Nach den Gründen für die Schwierigkeiten bei der Suche befragt, waren die beiden häufigsten Nennungen, dass zu den Therapeuten kein Vertrauen aufgebaut werden konnte und dass es insgesamt zu wenige Therapeuten gibt bzw. die Wartezeiten bis zum Beginn einer Therapie zu lange sind. Weitere Nennungen waren ein als undurchsichtig empfundenes Angebot und mangelnde Informationen insgesamt sowie der Eindruck, dass aufgesuchte Therapeuten als nicht kompetent oder hilfreich eingeschätzt wurden.

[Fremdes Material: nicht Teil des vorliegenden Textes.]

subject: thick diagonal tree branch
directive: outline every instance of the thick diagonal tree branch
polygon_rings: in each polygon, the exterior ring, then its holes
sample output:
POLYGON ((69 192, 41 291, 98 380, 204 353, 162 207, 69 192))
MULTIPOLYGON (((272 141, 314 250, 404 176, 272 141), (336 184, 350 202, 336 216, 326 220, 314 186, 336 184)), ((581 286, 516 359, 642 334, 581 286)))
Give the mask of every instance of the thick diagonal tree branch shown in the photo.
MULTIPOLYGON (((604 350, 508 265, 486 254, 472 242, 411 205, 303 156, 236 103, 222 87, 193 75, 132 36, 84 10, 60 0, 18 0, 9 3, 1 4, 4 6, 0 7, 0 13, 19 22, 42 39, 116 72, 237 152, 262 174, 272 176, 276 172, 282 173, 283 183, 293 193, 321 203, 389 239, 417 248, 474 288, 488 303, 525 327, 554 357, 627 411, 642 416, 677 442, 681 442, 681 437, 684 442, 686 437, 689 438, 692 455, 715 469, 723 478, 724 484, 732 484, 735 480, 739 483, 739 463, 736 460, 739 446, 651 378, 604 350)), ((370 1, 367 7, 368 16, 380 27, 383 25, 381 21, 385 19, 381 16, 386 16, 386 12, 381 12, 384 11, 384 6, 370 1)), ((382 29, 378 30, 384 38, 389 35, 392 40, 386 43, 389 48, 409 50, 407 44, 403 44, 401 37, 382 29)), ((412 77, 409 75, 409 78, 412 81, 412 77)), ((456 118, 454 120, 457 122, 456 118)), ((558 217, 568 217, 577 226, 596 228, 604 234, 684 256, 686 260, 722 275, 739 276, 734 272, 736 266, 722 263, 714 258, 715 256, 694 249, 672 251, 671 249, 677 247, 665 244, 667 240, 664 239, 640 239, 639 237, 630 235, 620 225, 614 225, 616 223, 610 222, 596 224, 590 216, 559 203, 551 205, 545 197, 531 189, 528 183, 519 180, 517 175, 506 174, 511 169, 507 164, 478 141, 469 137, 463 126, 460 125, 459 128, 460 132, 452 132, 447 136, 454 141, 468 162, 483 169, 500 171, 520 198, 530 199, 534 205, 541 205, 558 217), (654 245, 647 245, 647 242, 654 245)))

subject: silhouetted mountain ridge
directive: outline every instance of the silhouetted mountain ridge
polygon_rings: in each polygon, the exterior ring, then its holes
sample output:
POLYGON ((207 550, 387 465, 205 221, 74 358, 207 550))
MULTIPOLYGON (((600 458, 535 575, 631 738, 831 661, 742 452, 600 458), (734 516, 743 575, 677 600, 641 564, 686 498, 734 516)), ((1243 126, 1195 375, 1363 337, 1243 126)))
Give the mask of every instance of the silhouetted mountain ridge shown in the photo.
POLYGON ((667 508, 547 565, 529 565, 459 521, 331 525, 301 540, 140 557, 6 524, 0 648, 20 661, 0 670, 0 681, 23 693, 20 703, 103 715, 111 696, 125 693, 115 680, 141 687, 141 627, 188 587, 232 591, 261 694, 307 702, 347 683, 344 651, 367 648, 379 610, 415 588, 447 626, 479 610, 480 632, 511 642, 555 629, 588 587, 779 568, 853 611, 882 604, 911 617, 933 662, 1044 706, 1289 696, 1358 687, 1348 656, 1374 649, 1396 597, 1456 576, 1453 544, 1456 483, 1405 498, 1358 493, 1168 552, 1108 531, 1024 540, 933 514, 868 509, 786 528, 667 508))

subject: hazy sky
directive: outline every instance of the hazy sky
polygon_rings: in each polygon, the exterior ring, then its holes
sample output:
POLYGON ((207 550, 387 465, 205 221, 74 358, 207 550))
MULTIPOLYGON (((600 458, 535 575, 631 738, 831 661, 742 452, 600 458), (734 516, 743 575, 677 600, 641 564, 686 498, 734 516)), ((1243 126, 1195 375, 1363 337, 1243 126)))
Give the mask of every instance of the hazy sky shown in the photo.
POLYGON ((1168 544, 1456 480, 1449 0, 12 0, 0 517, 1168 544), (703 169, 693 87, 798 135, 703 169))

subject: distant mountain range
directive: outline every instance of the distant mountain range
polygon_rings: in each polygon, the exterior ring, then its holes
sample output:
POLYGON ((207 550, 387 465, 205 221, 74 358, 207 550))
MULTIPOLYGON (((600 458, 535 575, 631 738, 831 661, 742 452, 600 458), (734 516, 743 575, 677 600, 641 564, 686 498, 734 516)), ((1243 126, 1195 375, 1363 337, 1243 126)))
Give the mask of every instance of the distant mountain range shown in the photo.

Häufig haben Suchende selbst noch Vorbehalte gegenüber einer Psychotherapie, die aus Ängsten, Scham oder falschen Vorstellungen über Psychotherapie resultieren können. Wahrscheinlich sind diese Vorbehalte der Grund, dass Menschen, die bereits Erfahrungen mit Psychotherapie gesammelt haben und so bestehende Vorurteile abbauen konnten, rund dreimal eher bereit sind, wieder eine Psychotherapie zu beginnen (s.o. unter „Wahrscheinlichkeit der Aufnahme einer Psychotherapie in 12 Monaten“).

Psychotherapeutische Versorgung ist weniger gut als ihr Ruf

Neben den persönlichen Erfahrungen wurden alle Studienteilnehmer auch nach Ihrer Zufriedenheit mit der psychotherapeutischen Versorgung (PTV) insgesamt befragt. Hier zeigen sich deutlich Unterschiede im Ruf der PTV zwischen Personen, die selbst noch keine eigenen Erfahrungen gemacht haben und jenen, die bereits selbst Therapieerfahrungen haben:

Während mehr als zwei Drittel der Befragten ohne eigene Therapieerfahrung die Versorgung (eher) positiv einschätzen, sinkt die Zufriedenheit bei Menschen mit solcher Erfahrung auf die Hälfte. Die Gründe für die Unzufriedenheit entsprechen dabei teilweise den Gründen für die Schwierigkeiten bei der Therapeutensuche: zu wenig Therapeuten bzw. zu lange Wartezeiten, nicht hilfreiche Therapeuten und Schwierigkeiten bei der Finanzierung.

Gute Erfahrungen hingegen gehen einher mit einer positiveren Einschätzung der PTV: wem durch eine Therapie geholfen werden konnte, beurteilt die Versorgungslage positiver, als jene, die Ihre Therapie als nicht so erfolgreich einschätzten.

Details zur Studie

In der Zeit vom 11. bis 16. September 2008 haben sich 350 bevölkerungsrepräsentativ ausgewählte Personen aus bundesweiten Haushalten online an der Studie beteiligt und zu insgesamt sieben inhaltlichen und zu vier soziodemographischen Fragen Auskunft gegeben. Die Studie wurde von der Research Now GmbH aus Hamburg durchgeführt.